WASHINGTON (March 21, 2013) — The Federal Reserve Open Market Committee foresees a return to moderate economic growth after a market interruption in late 2012, the Fed said in its latest release.
However, the Fed's current stimulus measures—including aggressive purchases of Treasury securities and keeping a key interest rate at near zero—are likely to remain in place for at least one or two more years, it said.
Issuing a statement March 20, the Fed said it based its new forecast on information it received since its last meeting in January.
"Labor market conditions have shown signs of improvement in recent months, but the unemployment rate remains elevated," the Fed said in its statement. "Household spending and business fixed investment advanced, and the housing sector has strengthened further, but fiscal policy has become somewhat more restrictive."
The Fed said it continues to see downside risks to the economic outlook, as well as an inflation rate that will run at or below 2 percent for the medium term.

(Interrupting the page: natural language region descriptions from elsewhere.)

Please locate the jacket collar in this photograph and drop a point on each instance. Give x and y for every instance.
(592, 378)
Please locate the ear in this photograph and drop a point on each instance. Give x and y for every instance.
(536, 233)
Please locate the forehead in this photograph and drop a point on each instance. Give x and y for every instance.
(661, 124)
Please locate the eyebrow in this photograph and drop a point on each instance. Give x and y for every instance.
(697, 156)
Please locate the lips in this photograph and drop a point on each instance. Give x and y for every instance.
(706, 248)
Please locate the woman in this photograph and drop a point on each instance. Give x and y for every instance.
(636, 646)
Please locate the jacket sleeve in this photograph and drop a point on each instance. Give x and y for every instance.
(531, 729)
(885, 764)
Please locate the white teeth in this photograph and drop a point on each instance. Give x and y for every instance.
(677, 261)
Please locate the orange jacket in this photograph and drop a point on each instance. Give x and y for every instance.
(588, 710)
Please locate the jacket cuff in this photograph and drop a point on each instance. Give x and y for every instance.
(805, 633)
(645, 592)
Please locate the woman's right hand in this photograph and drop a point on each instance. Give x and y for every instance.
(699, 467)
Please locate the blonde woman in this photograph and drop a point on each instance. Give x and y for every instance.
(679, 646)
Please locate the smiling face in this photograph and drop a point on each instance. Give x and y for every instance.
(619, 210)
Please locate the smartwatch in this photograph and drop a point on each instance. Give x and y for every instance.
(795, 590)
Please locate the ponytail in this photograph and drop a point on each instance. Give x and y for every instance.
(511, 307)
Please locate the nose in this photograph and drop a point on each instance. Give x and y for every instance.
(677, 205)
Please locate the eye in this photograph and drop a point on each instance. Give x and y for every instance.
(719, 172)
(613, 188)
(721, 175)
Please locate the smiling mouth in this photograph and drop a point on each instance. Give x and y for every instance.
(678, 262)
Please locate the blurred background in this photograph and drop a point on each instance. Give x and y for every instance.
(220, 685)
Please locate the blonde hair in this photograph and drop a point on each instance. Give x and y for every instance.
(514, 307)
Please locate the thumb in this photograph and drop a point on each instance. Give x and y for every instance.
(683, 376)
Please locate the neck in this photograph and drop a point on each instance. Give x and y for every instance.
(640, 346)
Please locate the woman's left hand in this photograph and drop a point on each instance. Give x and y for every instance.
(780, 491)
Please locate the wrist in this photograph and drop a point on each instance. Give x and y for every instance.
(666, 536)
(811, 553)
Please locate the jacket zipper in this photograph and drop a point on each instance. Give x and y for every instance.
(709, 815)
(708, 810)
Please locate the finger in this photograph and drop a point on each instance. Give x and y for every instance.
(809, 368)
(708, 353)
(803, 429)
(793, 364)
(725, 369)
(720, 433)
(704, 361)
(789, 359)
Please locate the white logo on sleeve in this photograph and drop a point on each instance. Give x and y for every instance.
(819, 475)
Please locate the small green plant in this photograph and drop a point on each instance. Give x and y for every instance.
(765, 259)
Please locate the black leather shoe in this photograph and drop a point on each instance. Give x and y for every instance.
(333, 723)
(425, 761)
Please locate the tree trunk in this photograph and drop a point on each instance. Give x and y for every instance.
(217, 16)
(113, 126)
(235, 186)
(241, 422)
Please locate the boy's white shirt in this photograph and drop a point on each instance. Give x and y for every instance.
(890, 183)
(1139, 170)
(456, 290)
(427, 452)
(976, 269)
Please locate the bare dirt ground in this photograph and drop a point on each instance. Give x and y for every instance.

To support a stronger economic recovery and keep inflation in check, the Fed will continue to purchase $40 billion worth of mortgage-backed securities and $45 billion worth of longer-term Treasury securities every month, it said.
It also will keep the federal funds rate—the interest rate at which banks lend to other banks—at zero to ¼ percent for as long as the unemployment rate remains above 6.5 percent, it said. For February—the latest figures available—the Bureau of Labor Statistics said the unemployment rate was at 7.7 percent.